As we know, we have more than 100 billion Neurons on our brain. These all Neurons are connected together and form a network known as Neural Circuit.
These Neural Circuits try to find different patterns on an image and based on those patterns, our brain decides and predicts.
For example when we see that image, first we try to find different patterns. And based on different patterns, we predict about that happy girl.
Now let’s talk about Convolutional Neural Networks
To understanding Convolutional Neural Networks, first, we need to understand how computers process images
So, How computers ‘see’ an image?
Computers ‘see’ an image differently. For computers an image just a matrix of numbers where each number representing the color intensity of that particular pixel.
So for computers, images are just a massive matrix of numbers. Understanding these images are very hard.
Computers perceive images in a different way, doesn’t mean we can’t train them to recognize patterns as we do. We just have to think of what an image is in a different way.
Convolutional Neural Networks, a type of Artificial Neural Networks are great at great at understanding images.
Convolutional Neural Networks are one of the most popular models in the field of Machine Learning and Deep Learning. Convolutional Neural Networks allows computers to see, in other words, they are used in Computer Vision.
Convolutional Neural Networks works similarly as our brain works. First, we train these models on thousands of images and then they generalize the inputs and make predictions for images it has never seen before.
Architecture of CNN
The architecture of CNNs is one of the most important topic in CNN. A complete CNN consists of multiple layers, where each is doing something specific. Without understanding the purpose of each layer in CNN, we can not make a perfect CNN.
So, let’s learn about these layers.
Convolution Layer is the first layer in a CNN. Its main work is to extract features from an input image. Convolution Layer preserves the relationship between pixels by learning image features using small squares of input data. It is a mathematical operation that takes two inputs such as image matrix and a filter or kernel. In this operation, first we multiple the image matrix with the filter matrix. Consider the GIF image for better understanding.
Convolution of an image with different filters can perform different operations such as edge detection, blurring etc.
Strides are the number of pixels shifts over the image. When stride is one, that means we are moving the filter one at a time.
Sometimes, the feature map is not perfectly fit in the input image. In such cases, we have two options to do.
1.Dropping the part of the image
2.Padding the image with zeros
Non Linearity (ReLu)
Non-Linearity is another very important step in CNN. ReLu stands for Rectified Linear Logical Unit. This function introduces non-linearity in the images.
Mathematically the output of ReLU is ƒ(x) = max(0,x).

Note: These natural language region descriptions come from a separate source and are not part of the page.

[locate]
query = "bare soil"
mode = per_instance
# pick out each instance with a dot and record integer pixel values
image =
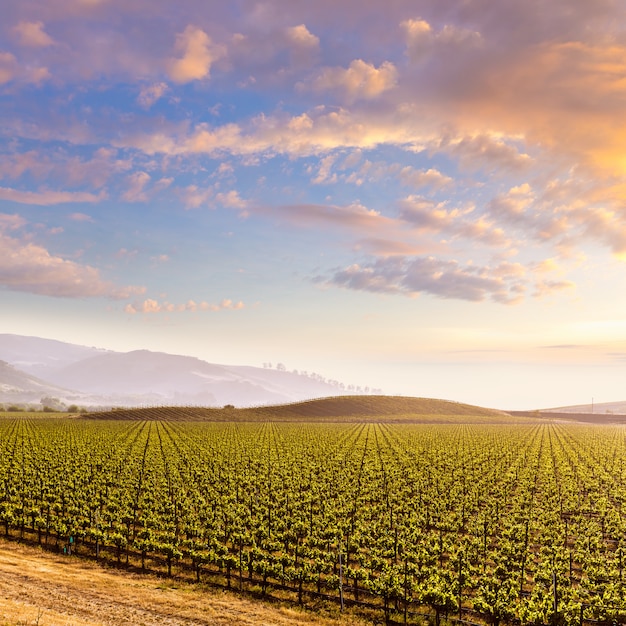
(43, 589)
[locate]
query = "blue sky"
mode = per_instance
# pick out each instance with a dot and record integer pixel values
(426, 197)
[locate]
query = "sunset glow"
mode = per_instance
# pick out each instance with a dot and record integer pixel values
(425, 197)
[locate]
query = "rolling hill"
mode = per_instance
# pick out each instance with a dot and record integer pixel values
(339, 408)
(103, 378)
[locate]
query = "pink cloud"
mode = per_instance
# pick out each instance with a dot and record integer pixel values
(150, 306)
(45, 198)
(29, 267)
(197, 52)
(33, 34)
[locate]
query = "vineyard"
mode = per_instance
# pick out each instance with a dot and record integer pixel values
(486, 523)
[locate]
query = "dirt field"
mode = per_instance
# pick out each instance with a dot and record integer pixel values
(38, 588)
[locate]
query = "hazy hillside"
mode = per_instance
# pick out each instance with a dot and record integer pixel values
(95, 377)
(340, 408)
(38, 356)
(603, 408)
(18, 387)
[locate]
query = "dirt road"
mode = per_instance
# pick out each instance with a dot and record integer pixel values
(43, 589)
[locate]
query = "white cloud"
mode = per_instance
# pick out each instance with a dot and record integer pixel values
(33, 34)
(149, 94)
(198, 54)
(421, 38)
(8, 67)
(360, 80)
(442, 278)
(47, 197)
(29, 267)
(301, 36)
(150, 306)
(136, 187)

The Pooling Layer make CNN is very powerful and effective. Pooling is a vector to scalar transformation that operates on each local region of an image, just like convolutions do, however, unlike convolutions, they do not have filters and do not compute dot products with the local region, instead they compute the average of the pixels in the region (Average Pooling) or simply picks the pixel with the highest intensity and discards the rest (Max Pooling).
Pooling layer accepts the output of ReLu layer and applies pooling operation. The main function of max pooling operation is to reduce the size of images.
Fully Connected Layer
Fully Connected of Dense Layer is the last layer of CNN. In this layer first, we flattened our matrix into a vector and then feed it into a Fully Connected Neural Network and then it generates the main result.